Nicolás de Ovando

Spanish explorer, colonial governors

Nicolás de Ovando (Brozas, 1460 – Seville, 1511) was a Spanish soldier from a noble family and a knight of the Order of Alcántara. He was governor of Hispaniola from 1502 until 1509.

Nicolás de Ovando

Early life


Nicolas de Ovando was born in 1460 in the town of Brozas, in Extremadura, Spain. His family was very religious and, when young, he joined the military religious Order of Alcantara where, in 1478, he was named Comendador de Lares (Commander of Lares), a very important position in the Order.

Governor of Hispaniola


As Commander of Lares, he was very appreciated by the Spanish Catholic Kings and, in particular, by Queen Isabella. On 3 September 1501[1] (Oviedo[2] said in 1502), he was named as Governor of Hispaniola and of all lands discovered in America.

On 13 February, 1502 he went out of the port of Sanlúcar de Barrameda, Spain to go to the Hispaniola island with a fleet of 32 ships. On the fleet, there were 2,500 people, including priests, soldiers and colonists (some of them with their families), who were going to live in the Hispaniola. Among those colonists was Bartolomé de las Casas, later known as the Protector of the Indians, and also Francisco Pizarro, who conquered the Inca Empire.

The plan of Ovando was to develop the West Indies economically and expand the Spanish influence in the region.

Ovando got in Santo Domingo on 15 April 1502.[3]



The administration of Ovando in Hispaniola was one of great cruelty toward the Taíno Indians. When the Spaniards came to the island in 1492, the native population was 400,000 (estimated) but in 1508 there were only 60,000 Indians.[4]

Because the new colonists needed more workers for the gold mines and farms, they brought, as slaves, Indians from the Lucayas (now, the Bahamas) islands.

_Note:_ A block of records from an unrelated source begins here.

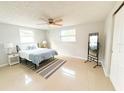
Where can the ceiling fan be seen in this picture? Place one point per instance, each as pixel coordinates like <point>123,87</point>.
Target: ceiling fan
<point>52,21</point>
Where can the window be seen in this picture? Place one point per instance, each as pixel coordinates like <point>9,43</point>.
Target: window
<point>68,35</point>
<point>26,36</point>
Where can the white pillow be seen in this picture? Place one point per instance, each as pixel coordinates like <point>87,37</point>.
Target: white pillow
<point>28,46</point>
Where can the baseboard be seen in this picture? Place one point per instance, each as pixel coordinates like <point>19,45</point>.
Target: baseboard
<point>3,65</point>
<point>75,57</point>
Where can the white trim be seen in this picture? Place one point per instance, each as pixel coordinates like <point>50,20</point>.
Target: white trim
<point>104,70</point>
<point>3,65</point>
<point>74,57</point>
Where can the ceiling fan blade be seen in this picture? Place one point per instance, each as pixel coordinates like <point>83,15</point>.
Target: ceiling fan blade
<point>58,20</point>
<point>57,24</point>
<point>43,23</point>
<point>46,20</point>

Then they brought slaves from Spain (Ladinos, that is, of Africa origin but born in Spain); those were the first African slaves brought to America.

Ovando founded several cities (or ordered their foundations) on Hispaniola, among them: Compostela de Azua (or Azua de Compostela), Santa María de la Vera Paz, Bayajá (today, Fort Liberté, in Haiti), Salvatierra de la Sabana (today, Les Cayes, in Haiti), Salvaleón de Higüey, Cotuí, Puerto Plata, Santa Cruz de Hicayagua (today, Santa Cruz del Seibo, Dominican Republic).[3]

Ovando sent Andrés Morales to explore completely the Hispaniola island. Morales made the most complete map of the island.[5] Sebastián de Ocampo was sent to find out if Cuba was an island or part of the continent; after 8 or 10 months, Ocampo came back with the information that Cuba was an island. In 1508, Juan Ponce de León was sent with 50 men to conquer the island of San Juan (now the island of Puerto Rico).

In 1509, Ovando went back to Spain where he was made Comendador Mayor ("Head Commander") of the Order of Alcantara. During a meeting of the Order in Seville, Spain, he died on 29 May 1511[1] (Oviedo[2] said in 1518). He was buried in the Church of San Benito, in the city of Alcántara, Extremadura, Spain.


  1. 1.0 1.1 Lamb, Ursula (1956). Frey Nicolás de Ovando. Gobernador de las India (1501-1509) (in Spanish). Madrid: Consejo Superior de Investigaciones Científicas, Instituto "Gonzalo Fernández de Oviedo".
  2. 2.0 2.1 Fernández de Oviedo, Gonzalo (1851). Historia General y Natural de las Indias (in Spanish). Madrid: Real Academia de la Historia.
  3. 3.0 3.1 Franco Pichardo, Franklin (2002). Historia del Pueblo Dominicano (in Spanish). Santo Domingo: Sociedad Editorial Dominicana.
  4. Moya Pons, Frank (1977). Manual de Historia Dominicana (in Spanish). Santiago, República Dominicana: Universidad Católica Madre y Maestra. p. 26.
  5. Anglería, Pedro Martir de (1964). Décadas (in Spanish). Mexico: José Porrúa e Hijos.